Immediate vs Post-Event Feedback
Last week, we discussed the Roediger and Karpicke experiment, which showed how important assessment is, not just as a means of measuring learning, but also and above all as a means of improving learning.
To do this, the evaluation must (if possible) provide feedback. On this topic, Catlin Tucker in her book Complete guide to blended learning says something that I find very interesting: “teachers traditionally provide feedback on finished products, so there is no incentive for students to do anything with that feedback. I maintain that feedback on finished products is a waste of teacher time because it is not actionable.”

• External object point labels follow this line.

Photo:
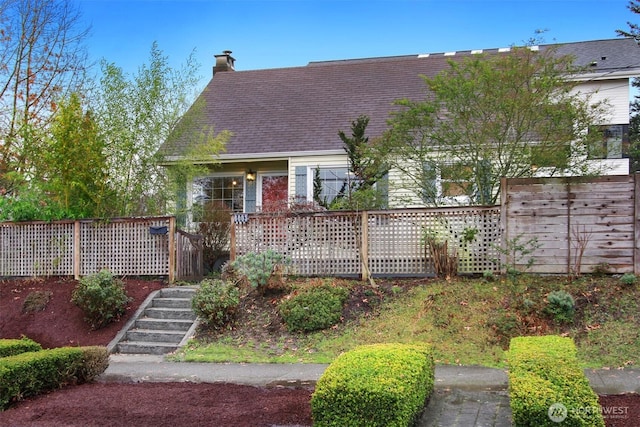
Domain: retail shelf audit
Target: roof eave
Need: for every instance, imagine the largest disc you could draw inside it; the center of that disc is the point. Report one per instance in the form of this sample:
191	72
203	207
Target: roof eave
244	157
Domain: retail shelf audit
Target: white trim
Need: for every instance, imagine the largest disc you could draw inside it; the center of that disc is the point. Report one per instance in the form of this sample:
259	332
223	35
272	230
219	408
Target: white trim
259	176
237	158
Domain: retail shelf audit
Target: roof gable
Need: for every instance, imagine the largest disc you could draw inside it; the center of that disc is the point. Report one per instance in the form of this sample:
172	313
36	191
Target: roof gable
301	109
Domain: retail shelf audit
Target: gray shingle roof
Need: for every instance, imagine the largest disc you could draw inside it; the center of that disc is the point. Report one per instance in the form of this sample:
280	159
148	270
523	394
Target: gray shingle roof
297	109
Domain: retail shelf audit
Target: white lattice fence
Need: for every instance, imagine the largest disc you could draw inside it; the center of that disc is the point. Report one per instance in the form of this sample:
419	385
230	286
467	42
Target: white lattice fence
126	247
36	249
134	247
329	243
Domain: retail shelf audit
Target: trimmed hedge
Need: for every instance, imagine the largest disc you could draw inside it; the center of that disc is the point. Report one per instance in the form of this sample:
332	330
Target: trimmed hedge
11	347
546	381
32	373
375	385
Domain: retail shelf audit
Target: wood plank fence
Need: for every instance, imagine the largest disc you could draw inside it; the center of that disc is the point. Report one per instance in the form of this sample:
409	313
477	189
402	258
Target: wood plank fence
149	246
579	223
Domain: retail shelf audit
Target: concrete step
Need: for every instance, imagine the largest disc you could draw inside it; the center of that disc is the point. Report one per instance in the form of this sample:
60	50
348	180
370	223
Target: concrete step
160	325
178	292
145	347
163	324
170	313
155	335
172	303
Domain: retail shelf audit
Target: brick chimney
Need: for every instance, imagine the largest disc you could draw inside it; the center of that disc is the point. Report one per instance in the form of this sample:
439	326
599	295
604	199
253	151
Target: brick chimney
224	62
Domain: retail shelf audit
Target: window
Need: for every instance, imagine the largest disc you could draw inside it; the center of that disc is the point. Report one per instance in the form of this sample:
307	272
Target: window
456	180
329	183
226	189
614	137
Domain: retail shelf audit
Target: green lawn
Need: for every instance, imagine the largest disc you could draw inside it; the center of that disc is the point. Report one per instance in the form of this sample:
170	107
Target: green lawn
469	321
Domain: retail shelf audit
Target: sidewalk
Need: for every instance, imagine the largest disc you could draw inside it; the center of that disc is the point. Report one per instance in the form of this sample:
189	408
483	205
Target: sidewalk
138	368
464	396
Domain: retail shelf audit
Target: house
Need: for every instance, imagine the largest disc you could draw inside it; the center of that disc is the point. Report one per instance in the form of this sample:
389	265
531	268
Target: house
285	121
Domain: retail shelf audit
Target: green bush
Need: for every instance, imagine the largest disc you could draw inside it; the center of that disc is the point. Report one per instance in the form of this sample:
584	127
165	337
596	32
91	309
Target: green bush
544	375
374	385
216	301
315	308
101	297
29	374
257	269
560	306
95	360
11	347
628	279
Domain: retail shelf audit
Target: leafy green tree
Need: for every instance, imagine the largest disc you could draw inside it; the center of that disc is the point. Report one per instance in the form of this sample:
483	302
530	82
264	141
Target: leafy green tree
136	115
72	168
42	58
492	116
366	168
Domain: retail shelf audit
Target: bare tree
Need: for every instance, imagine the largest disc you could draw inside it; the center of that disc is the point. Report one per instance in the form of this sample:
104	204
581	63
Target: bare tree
42	58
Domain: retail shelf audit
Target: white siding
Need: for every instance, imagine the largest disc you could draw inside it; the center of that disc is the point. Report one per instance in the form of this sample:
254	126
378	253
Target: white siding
615	92
312	162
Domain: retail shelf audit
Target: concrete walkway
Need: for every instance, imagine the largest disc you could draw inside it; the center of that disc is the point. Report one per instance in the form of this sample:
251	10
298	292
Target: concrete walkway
464	396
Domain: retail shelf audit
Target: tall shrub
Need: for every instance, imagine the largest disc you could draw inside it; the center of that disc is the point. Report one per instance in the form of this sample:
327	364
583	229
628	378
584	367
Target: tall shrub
101	297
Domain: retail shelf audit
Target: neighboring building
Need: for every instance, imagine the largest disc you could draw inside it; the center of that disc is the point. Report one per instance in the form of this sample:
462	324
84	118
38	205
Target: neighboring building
285	121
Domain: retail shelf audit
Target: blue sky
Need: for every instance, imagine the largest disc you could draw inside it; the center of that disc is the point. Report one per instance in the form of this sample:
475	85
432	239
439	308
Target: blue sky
286	33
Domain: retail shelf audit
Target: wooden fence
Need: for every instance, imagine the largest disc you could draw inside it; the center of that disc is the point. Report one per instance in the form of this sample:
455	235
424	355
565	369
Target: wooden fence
387	243
573	225
127	247
579	223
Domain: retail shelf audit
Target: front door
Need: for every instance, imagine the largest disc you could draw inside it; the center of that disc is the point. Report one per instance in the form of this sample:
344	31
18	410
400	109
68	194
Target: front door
274	192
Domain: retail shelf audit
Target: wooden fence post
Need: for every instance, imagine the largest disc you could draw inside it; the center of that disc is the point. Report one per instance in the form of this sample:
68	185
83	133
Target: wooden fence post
636	219
504	219
77	253
232	236
172	249
364	245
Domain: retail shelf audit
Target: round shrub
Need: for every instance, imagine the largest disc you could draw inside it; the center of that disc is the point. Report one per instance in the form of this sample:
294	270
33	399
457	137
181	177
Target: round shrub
560	306
216	301
101	297
314	308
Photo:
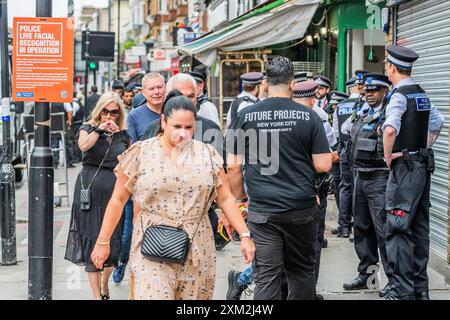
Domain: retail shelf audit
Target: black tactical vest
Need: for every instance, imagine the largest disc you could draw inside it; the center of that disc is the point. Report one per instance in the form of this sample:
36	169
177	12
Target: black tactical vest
236	103
367	146
344	111
78	118
414	128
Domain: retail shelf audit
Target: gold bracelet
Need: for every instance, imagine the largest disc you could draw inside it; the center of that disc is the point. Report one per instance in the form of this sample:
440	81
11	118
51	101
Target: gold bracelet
100	243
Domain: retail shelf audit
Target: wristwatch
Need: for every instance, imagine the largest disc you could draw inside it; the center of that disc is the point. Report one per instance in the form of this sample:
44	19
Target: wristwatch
246	235
99	131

As a young teacher, I sometimes struggled to understand this when I tried to persuade my students to correct the mistakes on the papers I returned to them. Obviously, they had little desire to spend time improving what Catlin Tucker called ‘finished products’. I’d try to persuade them that they’d be able to make progress in this way and get hypothetical future good marks for an eventual production that would come who knows when.
To no avail.
At the time, I didn’t understand this simple fact: if you put a mark on a given piece of work, any comment on it fails to achieve its objective of encouraging progress. Others have put it this way: archaeological feedback, which we call this because it relates to work that has been completed a long time ago, is ineffective for the reasons set out above. Real-time or immediate feedback (i.e. before the work is finished) is more effective than autopsy feedback (feedback on finished work).
This is why it is a good idea to comment on the copy before marking it, or not to mark it at all.